À quels défis se heurtent les gestionnaires du logement accompagné depuis le 11 mai ?
Arnaud de Broca. Même s’ils diffèrent selon les dispositifs (pensions de famille, foyers de jeunes travailleurs – FJT, de travailleurs migrants – FTM, résidences sociales…), les enjeux restent plus ou moins les mêmes que durant le confinement. Comme la difficulté d’expliquer les gestes barrières et la nécessaire distanciation physique dans ce secteur où tout l’intérêt réside dans la proximité et dans le lien. Beaucoup d’organismes s’interrogent encore sur l’opportunité de reprendre les activités collectives. Par ailleurs, la mise en œuvre des consignes nationales de déconfinement n’est pas toujours évidente. Notamment en matière de conduite à tenir face aux personnes présentant des symptômes : rappelons que dans le logement accompagné, celles-ci sont chez elles, et donc rien ne les oblige à ouvrir leur porte au gestionnaire.
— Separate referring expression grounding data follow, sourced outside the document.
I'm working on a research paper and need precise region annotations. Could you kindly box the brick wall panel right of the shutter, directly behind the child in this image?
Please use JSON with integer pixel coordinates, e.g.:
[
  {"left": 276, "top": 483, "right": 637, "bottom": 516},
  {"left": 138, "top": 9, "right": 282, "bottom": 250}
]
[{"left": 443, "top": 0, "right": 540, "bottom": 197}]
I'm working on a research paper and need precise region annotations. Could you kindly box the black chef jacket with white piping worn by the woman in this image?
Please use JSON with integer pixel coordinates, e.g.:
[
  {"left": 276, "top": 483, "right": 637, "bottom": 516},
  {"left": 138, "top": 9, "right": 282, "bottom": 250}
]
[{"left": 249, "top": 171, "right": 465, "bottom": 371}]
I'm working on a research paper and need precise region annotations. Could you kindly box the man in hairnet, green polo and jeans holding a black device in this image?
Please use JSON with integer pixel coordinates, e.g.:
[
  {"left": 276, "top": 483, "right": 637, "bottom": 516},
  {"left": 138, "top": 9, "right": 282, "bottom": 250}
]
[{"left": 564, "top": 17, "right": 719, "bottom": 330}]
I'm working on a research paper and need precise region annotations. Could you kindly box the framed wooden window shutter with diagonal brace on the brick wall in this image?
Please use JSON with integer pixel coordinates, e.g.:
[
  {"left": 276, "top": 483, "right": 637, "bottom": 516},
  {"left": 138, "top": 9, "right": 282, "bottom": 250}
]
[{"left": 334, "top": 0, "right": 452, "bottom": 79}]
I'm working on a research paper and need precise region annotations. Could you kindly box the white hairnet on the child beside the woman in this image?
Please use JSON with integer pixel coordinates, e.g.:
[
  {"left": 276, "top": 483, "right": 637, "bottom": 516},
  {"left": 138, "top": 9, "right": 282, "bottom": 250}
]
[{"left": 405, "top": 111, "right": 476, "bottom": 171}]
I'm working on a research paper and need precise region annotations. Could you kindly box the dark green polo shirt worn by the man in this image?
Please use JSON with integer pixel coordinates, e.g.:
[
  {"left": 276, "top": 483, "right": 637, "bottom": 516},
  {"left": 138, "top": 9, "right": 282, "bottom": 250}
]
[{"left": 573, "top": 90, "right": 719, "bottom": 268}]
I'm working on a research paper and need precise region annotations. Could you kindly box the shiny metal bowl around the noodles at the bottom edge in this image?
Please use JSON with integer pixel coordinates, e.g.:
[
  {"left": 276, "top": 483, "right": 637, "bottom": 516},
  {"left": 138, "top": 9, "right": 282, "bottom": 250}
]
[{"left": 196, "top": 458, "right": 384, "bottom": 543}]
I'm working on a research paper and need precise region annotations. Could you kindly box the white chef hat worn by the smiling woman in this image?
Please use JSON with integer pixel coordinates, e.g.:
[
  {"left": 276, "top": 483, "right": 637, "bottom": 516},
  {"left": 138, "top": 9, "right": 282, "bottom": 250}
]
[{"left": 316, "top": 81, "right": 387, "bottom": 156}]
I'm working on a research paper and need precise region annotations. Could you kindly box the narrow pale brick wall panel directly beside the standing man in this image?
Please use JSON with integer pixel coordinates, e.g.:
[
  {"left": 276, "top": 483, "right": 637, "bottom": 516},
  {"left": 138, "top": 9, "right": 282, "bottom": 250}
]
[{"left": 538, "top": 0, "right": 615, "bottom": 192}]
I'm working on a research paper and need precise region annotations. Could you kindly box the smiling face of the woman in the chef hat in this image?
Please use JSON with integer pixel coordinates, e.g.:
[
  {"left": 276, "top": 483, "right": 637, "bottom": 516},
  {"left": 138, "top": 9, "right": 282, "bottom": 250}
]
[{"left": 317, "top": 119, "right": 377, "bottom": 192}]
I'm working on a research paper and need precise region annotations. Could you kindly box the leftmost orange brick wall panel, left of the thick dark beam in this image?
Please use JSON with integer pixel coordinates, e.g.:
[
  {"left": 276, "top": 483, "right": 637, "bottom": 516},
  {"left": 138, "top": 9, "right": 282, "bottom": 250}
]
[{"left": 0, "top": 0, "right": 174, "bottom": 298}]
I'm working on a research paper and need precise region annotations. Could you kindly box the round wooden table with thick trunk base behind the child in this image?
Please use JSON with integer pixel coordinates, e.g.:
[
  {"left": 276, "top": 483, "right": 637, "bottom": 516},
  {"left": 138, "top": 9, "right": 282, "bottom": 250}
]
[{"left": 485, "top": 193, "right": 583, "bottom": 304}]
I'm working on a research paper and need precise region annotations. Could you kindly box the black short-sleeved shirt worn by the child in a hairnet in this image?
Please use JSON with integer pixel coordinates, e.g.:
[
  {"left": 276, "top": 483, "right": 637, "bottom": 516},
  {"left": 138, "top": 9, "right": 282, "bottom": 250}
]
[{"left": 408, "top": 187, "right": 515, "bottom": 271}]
Et comment faire respecter une quatorzaine aux entrants le cas échéant ? Et quid des masques, difficiles à fournir aux résidents, voire des tests… ? Au-delà, la question de la santé économique et financière des structures reste un réel motif d’inquiétudes.
Comme pour le reste du champ Accueil, hébergement, insertion (AHI), le principe d’une prise en charge de leurs surcoûts est pourtant validé ?
A. de B. En effet. Mais comment seront-ils objectivés ? Quelle sera la tuyauterie budgétaire ? Et surtout, quelle sera la période de référence retenue ? Car si les dépenses supplémentaires des deux derniers mois sont simples à identifier, l’impact économique ira bien au-delà ! Tous ces éléments sont en train d’être travaillés en lien avec la Direction générale de la cohésion sociale (DGCS). Par ailleurs, se pose aussi la question des pertes de recettes, due à la baisse de revenus des résidents. Nous nous dirigeons vers une forte crise sociale qui impactera les personnes logées, lesquelles ont souvent déjà vu leurs contrats précaires s’interrompre. Un grand nombre d’entre elles perçoivent certes les aides APL, mais les impayés de loyers risquent d’augmenter à terme – même si nos adhérents ont souvent développé de la prévention en la matière. Et que dire des vacances de gestion qui grèvent les budgets ? Outre l’arrêt des nouvelles entrées pendant le confinement, certains logements doivent être neutralisés pour, si besoin, isoler des malades. Sans compter les incertitudes relatives au marché du travail saisonnier ou même à la rentrée universitaire susceptibles de peser sur les taux d’occupation… C’est pour objectiver tous ces éléments que nous avons mis en place des indicateurs permettant aux gestionnaires de remonter les difficultés à venir.
La crise doit-elle aussi être l’occasion d’une meilleure reconnaissance du secteur ?
A. de B. C’est évident. Il a fait la preuve de son utilité sociale, en absorbant le choc pour les personnes accueillies. Il est urgent de lui redonner toute sa place, via la relance du plan de traitement des FTM. Lancé en 1997 pour cinq ans (!), il vise à transformer en résidences sociales modernes (aux logements individualisés) ces foyers suroccupés au bâti vieillissant, aux sanitaires collectifs et accueillant des publics fragiles. Si une telle crise avait eu lieu il y a dix ans, les conséquences auraient été pires ! Au rythme actuel, il faudrait encore dix ans pour parvenir à convertir les quelque 150 FTM restants. Y aboutir en cinq ans est possible, pour peu qu’on en fasse un des objectifs du Logement d’abord, qui doit lui aussi être accéléré.